Royal Roads students are on a mission to keep campus waterways healthy

A group of environmental science students at Royal Roads University are on a mission.

They’re taking a closer look at Hatley and Colwood creeks as part of their eight-month hands-on environmental consulting project that runs through August this year.

“We do check water quality, we will be doing some fish trapping this spring and we will be collecting sediment samples as well too,” says Ivan Niegas.

For Earth Day this year, Niegas walks along to collect samples from Hatley Creek which is one of a few creeks that flow down to the Esquimalt Lagoon.

“They do have the three major creeks that feed Esquimalt Lagoon,” adds Niegas. “Colwood Creek, Bee Creek and Selleck Creek, and then there are some minor spring-fed creeks as well, such as this one.”

Checking water flow and quality is one way of assessing the health of the aquatic habitat and fish are a good sign that a creek’s ecosystem is intact and healthy.

Eric Buiter, another student working on a separate biodiversity project tells CHEK that fish, like the cutthroat trout that exist in the creek, require cool and clear waters to be able to spawn.

“Increased runoff and sedimentation are the things we are trying to monitor and make sure there’s exposed gravel for them to nest, otherwise if they get covered up they could actually suffocate the eggs due to sedimentation,” Buiter adds.

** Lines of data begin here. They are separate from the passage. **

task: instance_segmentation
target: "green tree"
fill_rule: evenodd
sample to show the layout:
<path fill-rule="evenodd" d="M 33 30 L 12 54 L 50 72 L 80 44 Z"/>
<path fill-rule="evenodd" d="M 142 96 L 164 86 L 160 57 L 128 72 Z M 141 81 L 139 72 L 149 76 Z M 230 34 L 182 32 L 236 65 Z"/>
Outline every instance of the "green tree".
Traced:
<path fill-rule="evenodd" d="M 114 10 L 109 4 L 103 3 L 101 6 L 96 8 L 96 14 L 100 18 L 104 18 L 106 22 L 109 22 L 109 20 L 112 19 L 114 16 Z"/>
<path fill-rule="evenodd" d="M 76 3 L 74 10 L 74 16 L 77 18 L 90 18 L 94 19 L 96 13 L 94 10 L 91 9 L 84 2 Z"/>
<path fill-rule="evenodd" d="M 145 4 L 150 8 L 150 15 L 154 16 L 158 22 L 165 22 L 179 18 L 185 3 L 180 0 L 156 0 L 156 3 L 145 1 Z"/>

This water monitoring project builds upon previous research efforts from 2019 which will provide them valuable historical data to better understand the state of the ecosystems amidst the environmental changes brought  about by climate change.

The data from their samples will help them identify potential stressors affecting the two creeks – the health of each will impact Esquimalt Lagoon.

“Esquimalt Lagoon is really important for us to protect because this is designated as a federal migratory bird sanctuary where we do have a variety of shorebirds, seabirds and waterfowls that thrive here in  a very healthy ecosystem. That’s why we monitor both creeks,” said Niegas.

The students have been monitoring Hatley and Colwood creeks since January 16. They will continue to gather samples and in August will submit their final reports with recommendations on how to keep the waterways healthy.